Cal began exhibiting angry behaviors and outbursts. Nicole was getting calls from Cal’s school two or three times a week mentioning Cal’s flareups, with frequent mention of restraints and having to call the police.

After bouncing around through different treatment modalities, Cal was referred to outpatient therapy and medication management through the Achievement Center of LECOM Health. With the help of Mental Health Professional Olivia Royal – affectionately referred to by Cal and Nicole as “Miss Olivia” – Cal began learning coping mechanisms and ways to deal with his emotions.

And for Cal, Nicole and their story, they went from writing wrongs to righting those same wrongs together.


Outpatient Therapy at ACLH

Cal bounds into Olivia’s office first, his bright orange shirt serving as the first declaration of his loud personality. He is a typical eight-year-old boy in many ways: He loves Legos. He plays soccer. He talks about video games, and when describing the plot of a Super Mario game, you not only hear his excitement, but you see it, as his hands work to explain the game at the same time as his words do. Cal also likes pranks and jokes (Here’s a joke from Cal: “What do polar bears eat?
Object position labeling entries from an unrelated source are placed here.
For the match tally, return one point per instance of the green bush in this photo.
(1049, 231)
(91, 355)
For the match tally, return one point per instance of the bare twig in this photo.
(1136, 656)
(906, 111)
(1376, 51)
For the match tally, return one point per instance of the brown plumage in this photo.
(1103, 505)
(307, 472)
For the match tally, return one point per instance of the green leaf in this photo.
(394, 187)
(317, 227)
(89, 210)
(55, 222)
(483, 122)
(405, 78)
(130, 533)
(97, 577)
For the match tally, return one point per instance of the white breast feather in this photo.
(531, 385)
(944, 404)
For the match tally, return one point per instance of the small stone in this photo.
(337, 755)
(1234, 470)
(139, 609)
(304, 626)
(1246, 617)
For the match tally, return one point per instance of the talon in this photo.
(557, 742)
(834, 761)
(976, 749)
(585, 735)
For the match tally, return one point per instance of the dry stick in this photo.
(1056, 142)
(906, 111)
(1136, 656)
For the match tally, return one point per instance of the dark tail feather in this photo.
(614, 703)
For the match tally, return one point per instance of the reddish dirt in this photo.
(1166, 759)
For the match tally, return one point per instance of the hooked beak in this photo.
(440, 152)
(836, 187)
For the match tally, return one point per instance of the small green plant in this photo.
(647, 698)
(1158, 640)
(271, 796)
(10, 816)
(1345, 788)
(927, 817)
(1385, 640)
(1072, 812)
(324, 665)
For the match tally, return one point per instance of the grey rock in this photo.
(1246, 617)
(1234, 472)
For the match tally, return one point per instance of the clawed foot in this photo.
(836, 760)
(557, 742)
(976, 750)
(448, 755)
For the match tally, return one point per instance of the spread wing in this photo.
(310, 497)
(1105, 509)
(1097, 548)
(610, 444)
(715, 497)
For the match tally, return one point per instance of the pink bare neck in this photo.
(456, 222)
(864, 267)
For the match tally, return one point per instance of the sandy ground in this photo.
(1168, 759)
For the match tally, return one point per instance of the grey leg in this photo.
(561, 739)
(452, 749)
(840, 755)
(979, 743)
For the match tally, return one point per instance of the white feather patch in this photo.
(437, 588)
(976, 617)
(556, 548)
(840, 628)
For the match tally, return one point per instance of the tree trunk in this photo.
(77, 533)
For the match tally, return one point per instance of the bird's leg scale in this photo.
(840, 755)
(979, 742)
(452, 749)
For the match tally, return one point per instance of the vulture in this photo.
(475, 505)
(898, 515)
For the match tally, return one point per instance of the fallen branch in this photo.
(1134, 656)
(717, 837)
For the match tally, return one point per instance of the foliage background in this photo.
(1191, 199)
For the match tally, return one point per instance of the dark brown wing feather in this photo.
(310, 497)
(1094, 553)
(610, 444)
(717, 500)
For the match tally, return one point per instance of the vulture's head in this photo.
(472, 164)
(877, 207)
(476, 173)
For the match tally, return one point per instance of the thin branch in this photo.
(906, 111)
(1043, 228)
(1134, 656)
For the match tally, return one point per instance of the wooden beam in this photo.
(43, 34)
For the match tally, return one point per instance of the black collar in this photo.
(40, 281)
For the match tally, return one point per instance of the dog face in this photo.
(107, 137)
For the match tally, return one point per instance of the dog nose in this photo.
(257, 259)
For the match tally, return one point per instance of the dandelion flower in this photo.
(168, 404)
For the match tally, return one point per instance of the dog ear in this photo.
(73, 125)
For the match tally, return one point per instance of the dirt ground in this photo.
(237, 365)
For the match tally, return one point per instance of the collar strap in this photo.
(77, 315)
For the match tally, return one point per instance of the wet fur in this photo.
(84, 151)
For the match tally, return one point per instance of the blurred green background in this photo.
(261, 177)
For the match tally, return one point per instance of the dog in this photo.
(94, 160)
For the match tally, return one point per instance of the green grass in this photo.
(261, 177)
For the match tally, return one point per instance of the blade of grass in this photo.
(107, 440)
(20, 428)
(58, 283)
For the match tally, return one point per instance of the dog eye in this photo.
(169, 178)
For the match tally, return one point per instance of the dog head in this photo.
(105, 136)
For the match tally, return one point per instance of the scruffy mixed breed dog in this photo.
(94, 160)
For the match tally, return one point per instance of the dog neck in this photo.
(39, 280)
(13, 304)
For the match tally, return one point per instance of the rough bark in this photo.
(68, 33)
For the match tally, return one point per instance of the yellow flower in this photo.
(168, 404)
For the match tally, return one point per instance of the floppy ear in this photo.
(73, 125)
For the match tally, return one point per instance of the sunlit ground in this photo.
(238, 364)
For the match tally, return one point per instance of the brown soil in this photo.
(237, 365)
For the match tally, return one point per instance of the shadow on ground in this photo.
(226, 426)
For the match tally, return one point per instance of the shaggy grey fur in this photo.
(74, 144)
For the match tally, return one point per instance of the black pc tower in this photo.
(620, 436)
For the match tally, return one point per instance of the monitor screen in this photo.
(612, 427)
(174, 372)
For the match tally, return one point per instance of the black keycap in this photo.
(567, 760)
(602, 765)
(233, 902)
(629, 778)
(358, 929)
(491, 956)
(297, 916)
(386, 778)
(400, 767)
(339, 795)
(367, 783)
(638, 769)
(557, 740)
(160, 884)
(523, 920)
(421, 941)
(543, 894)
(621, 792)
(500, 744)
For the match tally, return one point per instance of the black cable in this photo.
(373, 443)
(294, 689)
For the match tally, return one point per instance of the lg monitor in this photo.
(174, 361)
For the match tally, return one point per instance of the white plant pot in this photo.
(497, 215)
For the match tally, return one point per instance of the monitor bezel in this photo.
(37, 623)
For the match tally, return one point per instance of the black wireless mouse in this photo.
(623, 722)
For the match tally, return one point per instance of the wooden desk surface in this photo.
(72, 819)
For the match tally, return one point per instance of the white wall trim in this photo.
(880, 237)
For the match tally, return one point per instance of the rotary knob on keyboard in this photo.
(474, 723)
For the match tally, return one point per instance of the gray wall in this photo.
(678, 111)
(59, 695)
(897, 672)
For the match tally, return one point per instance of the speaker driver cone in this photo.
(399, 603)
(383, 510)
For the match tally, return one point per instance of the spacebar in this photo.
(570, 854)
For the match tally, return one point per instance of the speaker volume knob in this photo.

Ice burgers!”).

Getting to this point – a confident, well-spoken boy capable of both expressing and handling his emotions – didn’t happen overnight.

But the openness between Cal and his mom about all they have gone through, both together and separate, set the stage for being able to work with Olivia on healing from traumas and handling emotions.

“Cal knows what I’ve been through, or at least as much as you can tell an eight-year-old,” said Nicole. “And the worst thing as a parent is to see your child go through some of the things you’ve gone through – and knowing it’s a direct result of your behavior, that’s a tough thing to deal with.

“We’re on the same healing journey. We’re learning and growing together.”

Now, when Cal gets angry, he remembers his coping strategies. He might go to his room, his safe space, to deal with his emotions. He’s more productive at home – he does chores and wakes up promptly in the morning, both tasks he once struggled with, because of Olivia’s reward chart suggestion.

“Through the reward chart, we’re spending more time together. His rewards from the reward chart [after completing tasks] aren’t money. We’ve gone to the library, we’ve gone to the park, we’ve had movie nights,” Nicole said.  “It’s getting to a point where I can parent him, not just calm him. We’re becoming a team. Cal enjoys me, I enjoy Cal. We’re mom and son – a regular family.”

Cal is an eight-year-old who has been through a lifetime’s worth of trauma – but now, Cal and his mom get to build a relationship that will last a lifetime.

“Mom and Cal are communicating better,” Olivia said. “Mom’s approach is validating, in that she acknowledges and understands when Cal is upset, but also maintains expectations and boundaries. She provides him structure.

“He’s so smart, so outgoing. I think he can work through what he’s been dealt with. He can do anything.”

Nicole agrees and is especially complimentary of the services provided by Olivia and the Achievement Center of LECOM Health.

Compared to other experiences, it’s been night and day for me here. I leave work early every Tuesday to be here, and I’d rather make that sacrifice than have to go back to where we’ve been or go elsewhere,” Nicole said. “Some other places didn’t seem hopeful. Walking in here, I feel hopeful.”